覚如上人作『改邪鈔(かいじゃしょう)』より

 

報恩講(ほうおんこう)

 

 当山了願寺では、毎年124日~5日と「報恩講」を勤修します。報恩講とは、文字通り「恩」徳に「報」いる「講」習会という年間最大の法要です。誰の恩に報いるかといえば、浄土真宗の開祖・親鸞聖人の恩独に報いる仏事です。

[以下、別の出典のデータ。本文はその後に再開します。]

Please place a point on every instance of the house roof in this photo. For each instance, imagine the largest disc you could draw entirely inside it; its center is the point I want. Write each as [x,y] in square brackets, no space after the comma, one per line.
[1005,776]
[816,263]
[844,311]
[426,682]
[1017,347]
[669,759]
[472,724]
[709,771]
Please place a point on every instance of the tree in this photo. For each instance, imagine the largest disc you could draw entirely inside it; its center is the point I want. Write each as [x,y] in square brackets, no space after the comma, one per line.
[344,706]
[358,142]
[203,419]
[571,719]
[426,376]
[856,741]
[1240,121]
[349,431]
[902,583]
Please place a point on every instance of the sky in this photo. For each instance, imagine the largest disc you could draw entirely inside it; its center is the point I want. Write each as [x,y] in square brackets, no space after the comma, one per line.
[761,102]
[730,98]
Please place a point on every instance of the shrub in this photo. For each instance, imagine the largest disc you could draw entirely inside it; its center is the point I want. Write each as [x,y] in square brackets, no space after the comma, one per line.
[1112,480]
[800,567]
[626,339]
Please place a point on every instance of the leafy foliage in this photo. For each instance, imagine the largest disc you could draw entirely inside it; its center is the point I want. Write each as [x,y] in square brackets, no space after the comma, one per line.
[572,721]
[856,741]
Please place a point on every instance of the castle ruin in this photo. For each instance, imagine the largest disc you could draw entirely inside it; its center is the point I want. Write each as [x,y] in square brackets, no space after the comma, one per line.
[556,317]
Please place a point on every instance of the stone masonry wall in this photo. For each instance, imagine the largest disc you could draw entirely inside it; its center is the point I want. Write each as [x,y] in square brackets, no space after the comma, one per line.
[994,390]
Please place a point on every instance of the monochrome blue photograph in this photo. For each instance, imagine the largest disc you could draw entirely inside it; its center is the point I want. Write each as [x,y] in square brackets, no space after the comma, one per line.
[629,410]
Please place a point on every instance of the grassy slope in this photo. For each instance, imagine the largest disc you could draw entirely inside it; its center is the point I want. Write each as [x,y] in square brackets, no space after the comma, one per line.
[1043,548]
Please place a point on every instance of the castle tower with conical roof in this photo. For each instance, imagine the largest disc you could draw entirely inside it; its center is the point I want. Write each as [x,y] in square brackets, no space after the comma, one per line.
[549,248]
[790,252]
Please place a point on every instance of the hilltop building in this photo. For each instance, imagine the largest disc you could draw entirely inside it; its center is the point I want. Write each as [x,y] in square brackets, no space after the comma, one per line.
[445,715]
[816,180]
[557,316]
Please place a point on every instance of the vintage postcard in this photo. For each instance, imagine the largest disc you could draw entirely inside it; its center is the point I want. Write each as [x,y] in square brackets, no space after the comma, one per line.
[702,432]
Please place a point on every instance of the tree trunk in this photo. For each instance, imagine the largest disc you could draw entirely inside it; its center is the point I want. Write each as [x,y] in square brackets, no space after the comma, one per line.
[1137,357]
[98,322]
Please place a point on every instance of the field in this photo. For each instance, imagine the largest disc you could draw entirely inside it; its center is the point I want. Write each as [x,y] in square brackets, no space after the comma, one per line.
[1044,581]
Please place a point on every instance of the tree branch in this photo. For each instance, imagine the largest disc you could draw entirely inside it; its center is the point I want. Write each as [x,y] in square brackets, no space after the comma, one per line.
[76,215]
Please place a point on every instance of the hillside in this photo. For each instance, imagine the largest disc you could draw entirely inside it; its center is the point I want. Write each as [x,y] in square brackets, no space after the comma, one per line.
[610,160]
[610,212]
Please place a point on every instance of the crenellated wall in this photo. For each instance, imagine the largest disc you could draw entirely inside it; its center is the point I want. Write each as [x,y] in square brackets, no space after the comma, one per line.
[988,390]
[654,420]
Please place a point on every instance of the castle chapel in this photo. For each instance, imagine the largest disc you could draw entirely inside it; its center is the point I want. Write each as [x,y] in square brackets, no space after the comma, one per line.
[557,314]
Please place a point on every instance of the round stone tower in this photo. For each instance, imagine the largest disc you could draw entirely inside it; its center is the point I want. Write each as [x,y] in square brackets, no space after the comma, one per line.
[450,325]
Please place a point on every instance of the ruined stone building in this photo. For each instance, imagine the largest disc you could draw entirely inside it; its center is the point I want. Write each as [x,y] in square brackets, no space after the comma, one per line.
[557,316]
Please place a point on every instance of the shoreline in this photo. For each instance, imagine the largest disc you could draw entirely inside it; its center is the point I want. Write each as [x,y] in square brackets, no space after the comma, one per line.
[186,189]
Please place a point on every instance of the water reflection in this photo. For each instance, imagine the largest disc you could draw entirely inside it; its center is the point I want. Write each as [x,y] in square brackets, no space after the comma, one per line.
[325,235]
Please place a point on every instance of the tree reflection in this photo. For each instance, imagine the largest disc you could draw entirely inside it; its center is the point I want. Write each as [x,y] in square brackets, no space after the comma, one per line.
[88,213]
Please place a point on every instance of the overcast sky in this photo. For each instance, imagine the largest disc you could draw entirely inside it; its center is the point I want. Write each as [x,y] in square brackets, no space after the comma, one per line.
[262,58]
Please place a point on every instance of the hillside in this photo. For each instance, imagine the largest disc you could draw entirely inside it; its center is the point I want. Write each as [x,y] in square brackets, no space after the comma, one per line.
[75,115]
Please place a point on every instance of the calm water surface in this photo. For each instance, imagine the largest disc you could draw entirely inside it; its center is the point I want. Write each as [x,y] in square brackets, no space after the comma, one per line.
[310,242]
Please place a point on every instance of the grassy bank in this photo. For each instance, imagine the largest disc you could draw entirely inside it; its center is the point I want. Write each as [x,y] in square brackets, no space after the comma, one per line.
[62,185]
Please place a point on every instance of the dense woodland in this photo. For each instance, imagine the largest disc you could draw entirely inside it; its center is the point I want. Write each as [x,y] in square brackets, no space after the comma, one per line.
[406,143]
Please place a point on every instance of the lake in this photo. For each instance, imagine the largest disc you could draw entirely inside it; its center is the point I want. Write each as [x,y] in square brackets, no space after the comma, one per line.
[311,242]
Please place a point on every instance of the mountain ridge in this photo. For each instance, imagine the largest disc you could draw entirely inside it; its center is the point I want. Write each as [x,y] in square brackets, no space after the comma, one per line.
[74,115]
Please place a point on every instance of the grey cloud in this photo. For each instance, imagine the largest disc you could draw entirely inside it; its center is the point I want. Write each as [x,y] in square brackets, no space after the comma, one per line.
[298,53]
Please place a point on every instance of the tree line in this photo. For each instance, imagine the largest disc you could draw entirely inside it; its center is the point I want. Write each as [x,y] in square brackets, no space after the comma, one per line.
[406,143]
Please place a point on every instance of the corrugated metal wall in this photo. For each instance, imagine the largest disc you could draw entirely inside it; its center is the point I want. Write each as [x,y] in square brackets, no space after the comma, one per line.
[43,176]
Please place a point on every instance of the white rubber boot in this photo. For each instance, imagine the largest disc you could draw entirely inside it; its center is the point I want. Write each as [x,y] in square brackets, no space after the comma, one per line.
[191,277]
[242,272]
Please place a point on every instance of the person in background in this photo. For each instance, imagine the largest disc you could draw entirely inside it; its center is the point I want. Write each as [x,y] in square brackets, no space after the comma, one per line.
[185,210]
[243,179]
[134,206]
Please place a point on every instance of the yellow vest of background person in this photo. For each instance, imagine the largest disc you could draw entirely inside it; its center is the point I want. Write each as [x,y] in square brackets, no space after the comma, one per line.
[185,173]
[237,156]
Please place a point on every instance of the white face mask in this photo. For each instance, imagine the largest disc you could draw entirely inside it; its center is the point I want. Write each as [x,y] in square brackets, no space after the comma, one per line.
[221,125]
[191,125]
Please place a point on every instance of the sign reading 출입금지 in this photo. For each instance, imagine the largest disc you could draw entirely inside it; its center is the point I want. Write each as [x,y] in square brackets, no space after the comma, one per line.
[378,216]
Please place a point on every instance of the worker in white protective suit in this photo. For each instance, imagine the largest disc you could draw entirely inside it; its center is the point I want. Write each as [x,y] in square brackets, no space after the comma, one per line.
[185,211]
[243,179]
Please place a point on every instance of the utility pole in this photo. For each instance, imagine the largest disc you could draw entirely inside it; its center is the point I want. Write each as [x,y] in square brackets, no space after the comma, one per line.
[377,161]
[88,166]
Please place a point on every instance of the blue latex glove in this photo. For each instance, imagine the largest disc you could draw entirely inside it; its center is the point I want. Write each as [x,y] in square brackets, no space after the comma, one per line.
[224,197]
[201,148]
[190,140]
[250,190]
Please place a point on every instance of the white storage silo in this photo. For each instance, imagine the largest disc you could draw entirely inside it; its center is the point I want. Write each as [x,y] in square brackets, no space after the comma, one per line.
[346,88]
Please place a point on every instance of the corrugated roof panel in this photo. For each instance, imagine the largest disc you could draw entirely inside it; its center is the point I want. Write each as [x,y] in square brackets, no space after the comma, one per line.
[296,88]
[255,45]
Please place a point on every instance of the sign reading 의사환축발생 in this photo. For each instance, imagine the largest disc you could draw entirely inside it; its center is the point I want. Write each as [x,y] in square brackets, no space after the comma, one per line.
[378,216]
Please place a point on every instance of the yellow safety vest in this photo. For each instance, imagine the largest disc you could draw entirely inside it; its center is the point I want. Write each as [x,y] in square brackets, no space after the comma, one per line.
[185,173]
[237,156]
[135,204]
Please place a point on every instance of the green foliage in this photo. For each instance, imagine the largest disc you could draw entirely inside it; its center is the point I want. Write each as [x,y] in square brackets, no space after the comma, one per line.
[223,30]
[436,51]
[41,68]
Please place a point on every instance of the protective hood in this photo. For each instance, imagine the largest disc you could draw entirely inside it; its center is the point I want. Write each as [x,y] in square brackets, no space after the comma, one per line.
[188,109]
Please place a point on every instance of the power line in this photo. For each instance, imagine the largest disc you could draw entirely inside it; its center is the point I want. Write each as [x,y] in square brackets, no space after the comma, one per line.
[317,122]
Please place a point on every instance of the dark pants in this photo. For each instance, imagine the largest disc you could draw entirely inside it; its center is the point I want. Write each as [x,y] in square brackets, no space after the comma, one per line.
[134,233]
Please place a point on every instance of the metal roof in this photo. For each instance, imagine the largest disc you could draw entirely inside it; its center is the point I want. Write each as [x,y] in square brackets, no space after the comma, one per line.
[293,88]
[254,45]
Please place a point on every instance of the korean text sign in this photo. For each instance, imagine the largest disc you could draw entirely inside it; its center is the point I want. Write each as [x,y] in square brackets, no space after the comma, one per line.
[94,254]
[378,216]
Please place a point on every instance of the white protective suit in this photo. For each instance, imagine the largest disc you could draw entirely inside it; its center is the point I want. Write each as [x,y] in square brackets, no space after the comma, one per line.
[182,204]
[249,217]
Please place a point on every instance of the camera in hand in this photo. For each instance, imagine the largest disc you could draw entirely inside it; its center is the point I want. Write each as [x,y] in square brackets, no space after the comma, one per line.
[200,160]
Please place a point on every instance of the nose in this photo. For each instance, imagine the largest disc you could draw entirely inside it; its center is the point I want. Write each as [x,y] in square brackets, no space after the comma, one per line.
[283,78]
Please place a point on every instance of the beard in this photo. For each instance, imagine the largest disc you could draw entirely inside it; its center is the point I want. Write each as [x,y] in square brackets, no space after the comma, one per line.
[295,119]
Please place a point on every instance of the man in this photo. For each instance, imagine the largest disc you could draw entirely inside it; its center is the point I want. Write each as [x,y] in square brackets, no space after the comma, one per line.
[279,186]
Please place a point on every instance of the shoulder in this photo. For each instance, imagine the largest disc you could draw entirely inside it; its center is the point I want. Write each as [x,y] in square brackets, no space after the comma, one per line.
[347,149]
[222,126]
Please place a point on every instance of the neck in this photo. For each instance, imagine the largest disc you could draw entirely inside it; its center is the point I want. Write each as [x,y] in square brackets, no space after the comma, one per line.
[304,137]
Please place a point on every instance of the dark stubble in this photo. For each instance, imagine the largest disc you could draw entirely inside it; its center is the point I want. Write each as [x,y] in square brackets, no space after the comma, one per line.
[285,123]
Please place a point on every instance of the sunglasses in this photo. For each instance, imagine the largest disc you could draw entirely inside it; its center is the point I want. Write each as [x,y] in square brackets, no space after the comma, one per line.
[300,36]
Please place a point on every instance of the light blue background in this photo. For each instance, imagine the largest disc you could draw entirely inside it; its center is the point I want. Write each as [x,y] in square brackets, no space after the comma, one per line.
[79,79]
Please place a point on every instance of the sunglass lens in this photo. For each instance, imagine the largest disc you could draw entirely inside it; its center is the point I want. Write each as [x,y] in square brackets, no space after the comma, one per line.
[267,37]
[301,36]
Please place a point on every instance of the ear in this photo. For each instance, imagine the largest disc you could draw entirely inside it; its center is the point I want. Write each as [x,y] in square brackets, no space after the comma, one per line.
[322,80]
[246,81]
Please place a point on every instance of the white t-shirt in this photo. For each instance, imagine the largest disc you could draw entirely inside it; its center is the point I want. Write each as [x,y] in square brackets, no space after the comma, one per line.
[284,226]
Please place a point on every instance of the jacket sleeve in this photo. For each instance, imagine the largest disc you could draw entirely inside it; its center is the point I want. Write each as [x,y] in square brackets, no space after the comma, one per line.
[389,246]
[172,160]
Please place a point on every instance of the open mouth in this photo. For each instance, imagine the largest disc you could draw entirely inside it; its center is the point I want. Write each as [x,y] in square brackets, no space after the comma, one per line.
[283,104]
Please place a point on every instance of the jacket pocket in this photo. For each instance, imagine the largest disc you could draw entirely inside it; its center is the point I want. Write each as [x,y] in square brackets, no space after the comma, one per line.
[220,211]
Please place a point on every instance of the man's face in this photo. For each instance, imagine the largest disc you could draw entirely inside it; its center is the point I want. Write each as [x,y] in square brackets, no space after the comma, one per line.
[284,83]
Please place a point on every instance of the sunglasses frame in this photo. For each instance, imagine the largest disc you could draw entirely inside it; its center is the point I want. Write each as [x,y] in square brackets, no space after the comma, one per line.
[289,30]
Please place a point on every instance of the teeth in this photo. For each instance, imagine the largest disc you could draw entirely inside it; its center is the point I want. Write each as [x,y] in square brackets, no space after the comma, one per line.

 親鸞聖人は平安時代も終わりに近い1173(平安3)年、藤原氏の一末流である日野家の嫡男として誕生。聖人が生まれた時代は、保元・平治の乱のあと、平氏一門の権勢が絶頂期の時期。その後源氏が台頭し平氏が滅び、鎌倉幕府が創設されるという、一層乱世の色の濃い時代に入っていきます。

 そうしたなか、聖人は9歳の春(1181年)、のちの天台座主・慈円僧正のもとで得度・出家。修学・修行したところは比叡山延暦寺。比叡山延暦寺は伝教大師最澄が開創した学仏道場。聖人の時代は伝教大師が世を去ってすでに300年を過ぎていましたが、「上求菩提・下化衆生」という大乗仏教の高邁な理想を掲げて道心豊かな仏者を養成する根本道場としてその存在を誇示していました。今流に言えば、国立最高学府と国立国会図書館を複合化したもの、否、それ以上の内容と権威を誇る学問修業の最高教育機関でありました。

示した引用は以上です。